His scholarship on standard-essential patents, and the role of antitrust law in policing the use of intellectual property, is just one example. Since at least 2013, Judge Ginsburg has been warning that the use of antitrust law in this area can have an unnecessary, stifling effect on innovation. He has written that courts assessing a contractual commitment to charge FRAND rates, or weighing the public interest in an injunction against products infringing on standard-essential patents, have all the legal tools they need. They do not need the Sherman Act and the threat of treble damages. These conclusions that have been echoed by our Assistant Attorney General, Makan Delrahim.
Judge Ginsburg’s scholarship is only one of the factors that ensures that his legacy in antitrust will be lasting. Another is the number of his former clerks and students who have gone on to become successful practitioners of antitrust themselves. For instance, focusing close to home, my colleagues Taylor Owings, Counsel in our Front Office at the Antitrust Division, and Daniel Haar, Assistant Chief in the Division’s Competition Policy and Advocacy Section, both clerked for the Judge earlier this decade. (And now is as good a time as any to thank them both for their assistance with these remarks). I should also mention one of Judge Ginsburg’s more famous former clerks—Deputy AG Rod Rosenstein. He’s not an antitrust lawyer by training, but as second-in-command at the Justice Department he oversees the work of the Antitrust Division.
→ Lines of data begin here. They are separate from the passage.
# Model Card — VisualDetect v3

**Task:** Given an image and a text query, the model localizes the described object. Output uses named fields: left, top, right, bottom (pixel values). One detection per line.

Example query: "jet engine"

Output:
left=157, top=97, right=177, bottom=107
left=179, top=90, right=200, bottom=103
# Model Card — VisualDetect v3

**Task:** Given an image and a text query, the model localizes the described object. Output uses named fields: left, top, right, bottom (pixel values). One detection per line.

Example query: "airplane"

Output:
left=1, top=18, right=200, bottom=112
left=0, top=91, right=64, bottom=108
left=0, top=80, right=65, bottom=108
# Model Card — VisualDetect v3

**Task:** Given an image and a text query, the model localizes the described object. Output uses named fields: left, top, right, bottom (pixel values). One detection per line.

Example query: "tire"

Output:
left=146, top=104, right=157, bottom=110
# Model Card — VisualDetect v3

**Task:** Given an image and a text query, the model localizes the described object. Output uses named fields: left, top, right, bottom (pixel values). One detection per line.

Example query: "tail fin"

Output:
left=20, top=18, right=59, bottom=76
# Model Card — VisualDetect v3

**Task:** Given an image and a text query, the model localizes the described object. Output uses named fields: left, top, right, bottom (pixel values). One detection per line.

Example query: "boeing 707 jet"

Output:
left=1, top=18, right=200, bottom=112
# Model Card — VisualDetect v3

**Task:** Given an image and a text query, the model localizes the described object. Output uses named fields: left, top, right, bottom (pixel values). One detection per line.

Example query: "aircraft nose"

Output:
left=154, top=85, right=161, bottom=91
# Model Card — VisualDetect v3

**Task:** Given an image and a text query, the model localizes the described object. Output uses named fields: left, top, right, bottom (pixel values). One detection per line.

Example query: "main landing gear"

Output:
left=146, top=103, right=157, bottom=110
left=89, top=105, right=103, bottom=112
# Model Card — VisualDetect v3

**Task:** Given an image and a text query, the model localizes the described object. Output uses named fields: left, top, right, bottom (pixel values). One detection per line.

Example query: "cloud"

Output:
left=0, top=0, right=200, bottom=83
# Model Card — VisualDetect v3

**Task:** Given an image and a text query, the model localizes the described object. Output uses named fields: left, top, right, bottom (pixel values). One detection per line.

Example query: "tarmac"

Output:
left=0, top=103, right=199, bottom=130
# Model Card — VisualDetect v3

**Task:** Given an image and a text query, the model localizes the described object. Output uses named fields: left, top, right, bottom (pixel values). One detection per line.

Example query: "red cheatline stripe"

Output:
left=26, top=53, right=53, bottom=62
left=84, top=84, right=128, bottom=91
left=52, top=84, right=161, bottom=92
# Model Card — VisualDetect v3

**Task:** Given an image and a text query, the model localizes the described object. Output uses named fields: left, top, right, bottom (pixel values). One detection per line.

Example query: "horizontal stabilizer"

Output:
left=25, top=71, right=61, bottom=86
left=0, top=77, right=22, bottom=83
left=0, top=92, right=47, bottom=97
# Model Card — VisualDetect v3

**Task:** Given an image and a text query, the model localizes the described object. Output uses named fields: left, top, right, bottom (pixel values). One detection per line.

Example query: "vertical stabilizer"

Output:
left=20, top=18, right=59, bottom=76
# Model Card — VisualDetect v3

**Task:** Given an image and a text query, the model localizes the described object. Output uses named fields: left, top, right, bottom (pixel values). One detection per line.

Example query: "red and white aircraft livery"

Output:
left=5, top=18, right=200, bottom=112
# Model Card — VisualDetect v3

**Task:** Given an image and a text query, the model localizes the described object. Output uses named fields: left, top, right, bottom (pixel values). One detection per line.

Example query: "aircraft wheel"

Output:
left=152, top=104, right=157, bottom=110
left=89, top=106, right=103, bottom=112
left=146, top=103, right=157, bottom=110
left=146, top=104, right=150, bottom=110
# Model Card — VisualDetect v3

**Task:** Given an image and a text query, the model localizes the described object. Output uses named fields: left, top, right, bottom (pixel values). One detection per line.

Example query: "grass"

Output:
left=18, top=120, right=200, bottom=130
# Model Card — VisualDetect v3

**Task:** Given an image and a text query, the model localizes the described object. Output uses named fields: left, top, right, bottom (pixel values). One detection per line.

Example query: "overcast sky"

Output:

Not only is Judge Ginsburg helping to cultivate the next generation of antitrust thinkers at home, but he is also working to do it abroad. He is a leader of George Mason’s Global Antitrust Institute, which provides education and comments to competition authorities around the globe. Judge Ginsburg thus continues directly to promote the idea that competition law enforcement decisions should be based on sound economic principles.
The Institute has provided comments on the detrimental effects of antitrust exemptions, on how antitrust has been misapplied to FRAND licensing disputes, and on how enforcement agencies should not use settlement procedures to advance non-competition goals, among other worthy topics. No less important, Judge Ginsburg and others in the Institute have worked to train judges around the world in the economics necessary to reach sound decisions in competition law cases.
We at the Antitrust Division share in Judge Ginsburg’s goal of driving toward international consensus on the economic principles that underpin antitrust law. We also share a deep commitment to ensuring due process for companies facing competition law proceedings around the world. Judge Ginsburg has written and spoken to international antitrust audiences on the merits of certain due process protections like transparency and the right to confront evidence. These are goals the Antitrust Division embraces, and we are doing our best to encourage competition agencies around the world to commit to these and other basic principles.
Today’s conference, and the volume that celebrates his antitrust legacy, demonstrates that Judge Ginsburg does not need the official title of a U.S. antitrust enforcer in order to wield influence over the future of the global economy. His leadership as a luminary is a permanent position. Our field of law is better off for it, as are the interests of consumers worldwide. We live in a more efficient, innovative, just, and principled world as a result of Judge Ginsburg’s efforts. Thank you, Judge Ginsburg, and congratulations.